Franco sentado en una butaca, con un militar de pie a su lado y bajo un mural lleno de niños felices que recogían fruta de un árbol. En las otras dos imágenes, a la derecha, Franco y su cohorte caminaban entre unas mesas primorosamente dispuestas y entre unas camas. Acercó su vista cansada y leyó los pies de las fotografías: «Su Excelencia el Jefe del Estado, en el acto de inauguración, en Carabanchel, de los establecimientos de Beneficencia General, Orfanato Nacional de El Pardo e instituto de niños anormales Fray Bernardino Álvarez, enclavados en la posesión de Vista Alegre, de aquel pueblo». En el Valle de los Caídos los presos decían que, por suerte, como Franco se pasaba el día inaugurando cosas, no tenía mucho tiempo para gobernar.

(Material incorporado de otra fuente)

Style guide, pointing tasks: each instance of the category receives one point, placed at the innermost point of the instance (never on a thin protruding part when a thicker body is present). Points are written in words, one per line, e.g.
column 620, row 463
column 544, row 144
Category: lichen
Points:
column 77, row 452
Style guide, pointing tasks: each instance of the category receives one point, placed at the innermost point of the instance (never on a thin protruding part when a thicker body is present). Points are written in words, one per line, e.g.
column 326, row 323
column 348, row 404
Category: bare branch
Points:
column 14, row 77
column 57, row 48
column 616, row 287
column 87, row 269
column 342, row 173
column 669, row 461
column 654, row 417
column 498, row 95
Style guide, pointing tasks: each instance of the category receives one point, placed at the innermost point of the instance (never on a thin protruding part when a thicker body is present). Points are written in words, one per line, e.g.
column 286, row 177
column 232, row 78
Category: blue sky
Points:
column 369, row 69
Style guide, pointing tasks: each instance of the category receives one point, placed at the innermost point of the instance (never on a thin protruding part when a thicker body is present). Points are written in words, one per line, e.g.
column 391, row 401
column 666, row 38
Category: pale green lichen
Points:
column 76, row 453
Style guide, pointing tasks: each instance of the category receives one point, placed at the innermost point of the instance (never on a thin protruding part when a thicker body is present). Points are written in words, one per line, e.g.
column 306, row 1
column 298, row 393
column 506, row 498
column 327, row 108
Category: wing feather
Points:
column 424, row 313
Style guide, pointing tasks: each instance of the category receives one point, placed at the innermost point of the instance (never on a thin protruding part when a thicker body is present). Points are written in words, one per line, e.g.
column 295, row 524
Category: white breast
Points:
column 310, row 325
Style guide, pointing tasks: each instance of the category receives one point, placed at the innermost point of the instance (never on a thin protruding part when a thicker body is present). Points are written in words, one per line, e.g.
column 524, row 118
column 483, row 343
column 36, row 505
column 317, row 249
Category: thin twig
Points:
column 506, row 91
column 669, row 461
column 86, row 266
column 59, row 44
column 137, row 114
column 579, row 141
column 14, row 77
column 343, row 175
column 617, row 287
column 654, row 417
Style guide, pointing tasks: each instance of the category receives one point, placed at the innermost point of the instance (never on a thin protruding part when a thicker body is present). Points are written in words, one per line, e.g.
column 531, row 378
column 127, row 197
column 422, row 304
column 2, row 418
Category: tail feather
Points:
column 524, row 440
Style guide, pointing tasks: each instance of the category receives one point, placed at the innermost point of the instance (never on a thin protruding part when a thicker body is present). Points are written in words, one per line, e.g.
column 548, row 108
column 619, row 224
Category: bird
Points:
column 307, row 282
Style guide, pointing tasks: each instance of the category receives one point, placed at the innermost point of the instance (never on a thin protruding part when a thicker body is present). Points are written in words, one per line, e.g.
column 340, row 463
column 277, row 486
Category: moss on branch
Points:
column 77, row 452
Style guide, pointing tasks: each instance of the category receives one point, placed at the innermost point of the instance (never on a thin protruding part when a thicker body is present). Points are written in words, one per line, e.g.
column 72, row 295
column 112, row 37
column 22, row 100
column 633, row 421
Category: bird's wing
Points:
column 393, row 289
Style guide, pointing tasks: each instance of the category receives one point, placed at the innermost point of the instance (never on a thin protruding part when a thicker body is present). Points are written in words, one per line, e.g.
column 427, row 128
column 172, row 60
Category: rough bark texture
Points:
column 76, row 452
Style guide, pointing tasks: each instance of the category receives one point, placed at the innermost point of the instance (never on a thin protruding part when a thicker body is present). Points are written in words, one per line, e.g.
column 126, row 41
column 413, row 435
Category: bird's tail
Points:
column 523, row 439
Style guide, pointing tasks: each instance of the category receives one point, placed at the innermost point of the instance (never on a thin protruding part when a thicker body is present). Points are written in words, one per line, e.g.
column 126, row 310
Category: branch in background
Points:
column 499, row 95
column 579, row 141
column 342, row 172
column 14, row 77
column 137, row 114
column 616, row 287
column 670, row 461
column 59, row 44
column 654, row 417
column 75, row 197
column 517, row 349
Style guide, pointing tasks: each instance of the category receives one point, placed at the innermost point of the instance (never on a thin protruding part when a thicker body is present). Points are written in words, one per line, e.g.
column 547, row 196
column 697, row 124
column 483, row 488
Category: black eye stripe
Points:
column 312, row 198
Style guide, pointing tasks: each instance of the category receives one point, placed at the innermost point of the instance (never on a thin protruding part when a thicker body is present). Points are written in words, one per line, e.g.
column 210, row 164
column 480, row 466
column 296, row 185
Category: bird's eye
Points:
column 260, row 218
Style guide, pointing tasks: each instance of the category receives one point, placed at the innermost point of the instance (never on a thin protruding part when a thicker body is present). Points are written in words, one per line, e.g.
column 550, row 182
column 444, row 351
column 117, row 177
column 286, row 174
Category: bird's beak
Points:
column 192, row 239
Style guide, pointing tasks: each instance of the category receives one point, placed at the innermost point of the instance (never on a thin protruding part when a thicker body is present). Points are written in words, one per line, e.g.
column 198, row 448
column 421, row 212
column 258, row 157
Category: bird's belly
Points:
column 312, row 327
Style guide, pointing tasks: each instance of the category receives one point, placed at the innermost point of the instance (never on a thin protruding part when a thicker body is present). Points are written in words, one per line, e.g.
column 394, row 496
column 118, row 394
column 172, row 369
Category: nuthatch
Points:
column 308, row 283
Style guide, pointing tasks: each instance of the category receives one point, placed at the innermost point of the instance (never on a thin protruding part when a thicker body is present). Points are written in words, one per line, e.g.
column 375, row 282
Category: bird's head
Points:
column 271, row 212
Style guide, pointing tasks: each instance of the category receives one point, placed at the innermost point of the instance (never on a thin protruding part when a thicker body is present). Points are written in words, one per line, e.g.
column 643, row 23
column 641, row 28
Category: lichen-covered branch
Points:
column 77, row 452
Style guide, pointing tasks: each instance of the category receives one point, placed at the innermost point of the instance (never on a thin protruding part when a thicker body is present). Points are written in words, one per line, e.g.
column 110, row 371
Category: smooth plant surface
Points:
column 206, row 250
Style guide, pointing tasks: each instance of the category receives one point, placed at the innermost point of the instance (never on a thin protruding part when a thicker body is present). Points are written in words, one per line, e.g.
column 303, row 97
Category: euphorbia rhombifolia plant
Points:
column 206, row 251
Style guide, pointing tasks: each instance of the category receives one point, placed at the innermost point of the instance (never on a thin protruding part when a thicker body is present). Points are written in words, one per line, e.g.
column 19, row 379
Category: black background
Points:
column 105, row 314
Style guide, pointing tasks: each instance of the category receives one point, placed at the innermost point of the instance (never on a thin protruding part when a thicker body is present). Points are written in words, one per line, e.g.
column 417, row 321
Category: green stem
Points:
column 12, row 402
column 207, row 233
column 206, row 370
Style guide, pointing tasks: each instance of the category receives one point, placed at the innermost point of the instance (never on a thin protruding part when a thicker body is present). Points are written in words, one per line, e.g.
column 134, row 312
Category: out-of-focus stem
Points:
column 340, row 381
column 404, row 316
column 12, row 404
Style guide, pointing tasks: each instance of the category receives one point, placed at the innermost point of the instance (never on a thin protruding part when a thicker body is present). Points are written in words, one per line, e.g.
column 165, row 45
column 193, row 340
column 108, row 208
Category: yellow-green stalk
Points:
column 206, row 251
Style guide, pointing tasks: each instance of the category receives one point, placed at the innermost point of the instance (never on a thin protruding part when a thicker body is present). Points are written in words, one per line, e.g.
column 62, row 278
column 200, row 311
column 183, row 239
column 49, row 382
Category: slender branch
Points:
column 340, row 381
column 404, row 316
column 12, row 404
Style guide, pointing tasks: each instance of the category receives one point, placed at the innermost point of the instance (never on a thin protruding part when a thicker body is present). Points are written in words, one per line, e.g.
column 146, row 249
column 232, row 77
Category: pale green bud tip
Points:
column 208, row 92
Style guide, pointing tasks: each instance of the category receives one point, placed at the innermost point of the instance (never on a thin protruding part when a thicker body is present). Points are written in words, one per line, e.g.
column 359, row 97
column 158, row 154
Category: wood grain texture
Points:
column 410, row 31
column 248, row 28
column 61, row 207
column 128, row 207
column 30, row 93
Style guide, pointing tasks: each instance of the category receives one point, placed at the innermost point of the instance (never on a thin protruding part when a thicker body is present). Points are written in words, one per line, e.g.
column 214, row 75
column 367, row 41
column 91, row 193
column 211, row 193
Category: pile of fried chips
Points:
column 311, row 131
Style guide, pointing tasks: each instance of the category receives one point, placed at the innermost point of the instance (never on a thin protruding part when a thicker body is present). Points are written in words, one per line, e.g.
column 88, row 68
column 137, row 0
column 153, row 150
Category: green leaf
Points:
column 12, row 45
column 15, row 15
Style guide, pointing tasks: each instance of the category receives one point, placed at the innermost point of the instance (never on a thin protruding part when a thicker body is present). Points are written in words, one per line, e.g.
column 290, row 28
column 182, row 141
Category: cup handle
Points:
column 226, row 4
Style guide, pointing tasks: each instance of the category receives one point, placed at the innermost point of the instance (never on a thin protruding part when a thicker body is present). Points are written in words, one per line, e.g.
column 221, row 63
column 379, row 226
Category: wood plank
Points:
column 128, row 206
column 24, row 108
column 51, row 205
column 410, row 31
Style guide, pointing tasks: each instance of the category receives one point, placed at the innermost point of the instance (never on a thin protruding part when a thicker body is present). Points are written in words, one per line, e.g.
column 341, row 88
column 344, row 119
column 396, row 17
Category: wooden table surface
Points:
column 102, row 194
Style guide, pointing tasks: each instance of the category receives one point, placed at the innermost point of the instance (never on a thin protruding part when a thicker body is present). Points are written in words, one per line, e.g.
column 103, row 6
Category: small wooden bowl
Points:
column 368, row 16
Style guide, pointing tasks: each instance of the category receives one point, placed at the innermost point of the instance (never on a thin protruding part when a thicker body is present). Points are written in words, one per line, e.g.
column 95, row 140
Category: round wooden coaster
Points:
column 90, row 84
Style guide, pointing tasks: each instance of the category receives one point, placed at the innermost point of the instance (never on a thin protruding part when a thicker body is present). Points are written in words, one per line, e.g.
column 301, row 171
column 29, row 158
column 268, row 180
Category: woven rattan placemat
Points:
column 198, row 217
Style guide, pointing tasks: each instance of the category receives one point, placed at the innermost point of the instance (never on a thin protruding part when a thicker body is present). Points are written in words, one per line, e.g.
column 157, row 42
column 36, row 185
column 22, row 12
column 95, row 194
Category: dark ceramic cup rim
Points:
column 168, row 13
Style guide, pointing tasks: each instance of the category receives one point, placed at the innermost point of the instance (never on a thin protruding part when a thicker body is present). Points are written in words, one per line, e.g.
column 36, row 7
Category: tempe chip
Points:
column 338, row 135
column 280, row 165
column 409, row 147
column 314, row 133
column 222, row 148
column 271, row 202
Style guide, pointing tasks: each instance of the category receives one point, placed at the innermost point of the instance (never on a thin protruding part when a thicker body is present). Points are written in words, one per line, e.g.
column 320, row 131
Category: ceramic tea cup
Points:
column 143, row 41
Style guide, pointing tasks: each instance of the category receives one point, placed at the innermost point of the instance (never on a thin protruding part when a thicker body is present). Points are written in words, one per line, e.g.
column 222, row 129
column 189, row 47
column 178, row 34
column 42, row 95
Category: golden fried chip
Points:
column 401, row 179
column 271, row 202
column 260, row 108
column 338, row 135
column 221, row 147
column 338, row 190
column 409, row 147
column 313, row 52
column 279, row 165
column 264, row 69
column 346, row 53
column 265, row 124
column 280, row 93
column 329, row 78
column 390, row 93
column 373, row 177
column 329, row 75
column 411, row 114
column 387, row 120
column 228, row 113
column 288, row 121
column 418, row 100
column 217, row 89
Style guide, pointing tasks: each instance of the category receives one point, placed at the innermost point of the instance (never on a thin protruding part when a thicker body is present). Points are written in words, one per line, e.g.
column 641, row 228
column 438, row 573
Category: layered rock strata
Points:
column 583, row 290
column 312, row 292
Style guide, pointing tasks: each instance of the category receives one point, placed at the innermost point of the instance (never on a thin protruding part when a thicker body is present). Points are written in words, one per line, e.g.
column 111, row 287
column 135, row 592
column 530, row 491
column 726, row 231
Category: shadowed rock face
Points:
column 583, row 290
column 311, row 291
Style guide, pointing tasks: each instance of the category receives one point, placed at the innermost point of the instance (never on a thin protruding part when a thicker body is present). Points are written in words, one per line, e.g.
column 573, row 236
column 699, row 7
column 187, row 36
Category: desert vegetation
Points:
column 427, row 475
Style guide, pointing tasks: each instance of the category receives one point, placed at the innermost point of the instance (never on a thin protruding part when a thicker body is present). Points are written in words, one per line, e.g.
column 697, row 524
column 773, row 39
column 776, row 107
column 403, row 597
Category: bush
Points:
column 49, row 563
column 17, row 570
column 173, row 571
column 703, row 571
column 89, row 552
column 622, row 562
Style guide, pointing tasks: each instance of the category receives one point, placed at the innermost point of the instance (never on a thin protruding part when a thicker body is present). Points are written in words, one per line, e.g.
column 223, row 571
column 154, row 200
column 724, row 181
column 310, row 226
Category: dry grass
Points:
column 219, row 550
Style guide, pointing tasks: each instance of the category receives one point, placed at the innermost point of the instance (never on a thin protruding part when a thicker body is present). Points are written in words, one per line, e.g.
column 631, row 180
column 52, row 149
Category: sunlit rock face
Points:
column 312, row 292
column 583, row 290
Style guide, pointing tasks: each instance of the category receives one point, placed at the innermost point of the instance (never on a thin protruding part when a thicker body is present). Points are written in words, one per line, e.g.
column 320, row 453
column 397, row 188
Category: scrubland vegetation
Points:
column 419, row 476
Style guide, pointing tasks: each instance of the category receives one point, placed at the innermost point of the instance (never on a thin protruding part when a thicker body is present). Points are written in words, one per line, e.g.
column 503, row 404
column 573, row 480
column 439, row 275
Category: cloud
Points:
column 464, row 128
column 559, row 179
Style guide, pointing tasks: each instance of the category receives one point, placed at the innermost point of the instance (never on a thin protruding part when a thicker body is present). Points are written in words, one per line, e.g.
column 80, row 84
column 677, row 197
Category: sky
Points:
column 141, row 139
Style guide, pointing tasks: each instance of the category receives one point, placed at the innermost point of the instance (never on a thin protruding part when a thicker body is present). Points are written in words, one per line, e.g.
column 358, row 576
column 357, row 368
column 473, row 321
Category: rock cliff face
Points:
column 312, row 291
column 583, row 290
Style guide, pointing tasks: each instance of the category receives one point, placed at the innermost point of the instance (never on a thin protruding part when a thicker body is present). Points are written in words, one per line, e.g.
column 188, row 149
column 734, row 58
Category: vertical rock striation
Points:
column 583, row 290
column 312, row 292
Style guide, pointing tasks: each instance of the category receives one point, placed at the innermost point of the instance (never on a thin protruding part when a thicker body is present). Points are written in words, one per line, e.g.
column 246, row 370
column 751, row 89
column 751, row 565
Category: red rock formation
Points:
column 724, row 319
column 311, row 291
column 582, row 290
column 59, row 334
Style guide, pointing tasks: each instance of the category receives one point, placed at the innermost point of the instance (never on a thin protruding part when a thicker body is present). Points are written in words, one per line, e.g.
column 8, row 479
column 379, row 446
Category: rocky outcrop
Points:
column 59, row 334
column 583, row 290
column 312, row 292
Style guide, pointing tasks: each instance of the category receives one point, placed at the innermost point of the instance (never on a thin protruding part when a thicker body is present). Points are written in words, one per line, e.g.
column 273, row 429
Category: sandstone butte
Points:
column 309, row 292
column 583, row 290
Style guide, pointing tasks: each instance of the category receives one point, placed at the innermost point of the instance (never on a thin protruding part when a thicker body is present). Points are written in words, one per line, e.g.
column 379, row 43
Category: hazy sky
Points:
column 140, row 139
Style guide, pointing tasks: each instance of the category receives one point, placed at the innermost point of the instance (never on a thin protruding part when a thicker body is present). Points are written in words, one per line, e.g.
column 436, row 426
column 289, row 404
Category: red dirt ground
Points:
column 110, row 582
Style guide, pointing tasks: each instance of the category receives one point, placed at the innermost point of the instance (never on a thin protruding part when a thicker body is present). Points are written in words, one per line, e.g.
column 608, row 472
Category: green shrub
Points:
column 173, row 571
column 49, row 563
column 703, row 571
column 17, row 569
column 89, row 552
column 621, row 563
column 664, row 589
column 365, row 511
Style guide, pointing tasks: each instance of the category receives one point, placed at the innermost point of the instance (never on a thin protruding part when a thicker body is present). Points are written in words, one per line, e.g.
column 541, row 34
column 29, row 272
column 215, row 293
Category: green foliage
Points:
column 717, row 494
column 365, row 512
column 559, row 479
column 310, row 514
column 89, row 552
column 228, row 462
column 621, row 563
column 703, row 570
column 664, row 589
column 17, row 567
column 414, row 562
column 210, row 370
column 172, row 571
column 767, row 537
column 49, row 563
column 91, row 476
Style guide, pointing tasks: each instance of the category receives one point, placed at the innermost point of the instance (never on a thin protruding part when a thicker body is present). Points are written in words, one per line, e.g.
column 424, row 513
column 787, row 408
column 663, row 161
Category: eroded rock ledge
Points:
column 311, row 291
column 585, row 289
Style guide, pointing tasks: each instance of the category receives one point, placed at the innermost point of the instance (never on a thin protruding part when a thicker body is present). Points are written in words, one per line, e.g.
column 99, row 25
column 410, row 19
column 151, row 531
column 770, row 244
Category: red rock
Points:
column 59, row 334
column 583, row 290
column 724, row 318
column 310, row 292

Más abajo, en letra menuda, había dos artículos y tres notas. «Los tartufos de la frontera», «Manos blancas no ofenden», «Telegramas cruzados entre el Jalifa y el Caudillo», «Salutación de la señora de Perón a Franco» y «La hija del Jefe del Estado en Segovia». Es decir, que al margen de las tres fotografías de la parte superior, de las cinco noticias de portada, cuatro hacían referencia al Generalísimo.

Continuó caminando y a los pocos pasos dobló a la derecha, por las Ramblas, para bajar por ellas hasta la calle Hospital.

6

La señora Rosa debía de tener antenitas, o el oído más fino salvado de los bombardeos de Barcelona. Por silenciosos que fuesen sus pasos, ella aparecía inevitablemente por detrás de la cortina de lágrimas antes de que llegase al mostrador. Como si ya llevase una eternidad hospedado allí, y como si ella hubiese olvidado su procedencia, lo cubrió con una sonrisa casi maternal y afectuosa.